Australia opening batsman David Warner on Friday insisted that the recent moves by the International Cricket Council (ICC) to crack down on sledging are taking the excitement out of the game.
In recent times, Warner has borne the brunt of the world cricket governing body’s plan to clean the game up, which chief executive Dave Richardson vocalised ahead of this year’s World Cup.
Twice in the past 18 months the left-hander was fined for comments both on and off the field: first during the series in South Africa in which he inferred a ball tampering offence; and second following a confrontation with India’s Rohit Sharma during the Australian summer.

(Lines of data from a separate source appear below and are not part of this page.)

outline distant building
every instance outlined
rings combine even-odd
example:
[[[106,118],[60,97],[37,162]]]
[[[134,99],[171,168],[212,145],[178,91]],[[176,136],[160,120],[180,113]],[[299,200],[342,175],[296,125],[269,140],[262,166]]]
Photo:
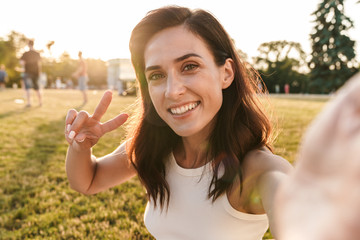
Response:
[[[118,90],[119,95],[135,93],[136,75],[130,59],[116,58],[107,63],[108,88]]]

“I’m on my last warning from the ICC. These rules are being clamped down now, they’re really honing in on players celebrating wickets and obviously a bit of banter on the field. If you walk towards a player the umpires are going to fine you, you’ve got to be smart with what you do,” Warner was quoted as saying by cricket.com.au.
“But … you want to see that banter out there. You want the play-and-miss, and the bowler comes down the wicket and gives you a stare. I feel that sometimes it could be taking away from the viewers, that the viewers love that. You know that when you get out there the crowd gets into it, they enjoy that stuff,” said the 28-year-old.
Warner also asserted that the nature of the exchanges between players was misrepresented, explaining that the banter was far less sinister than perhaps made out in the media.
“I think everyone that is sitting behind the TV screens has to realise that … it’s not serious. There are no threats or anything out there … it’s about producing entertainment for people that are at home watching,” he added.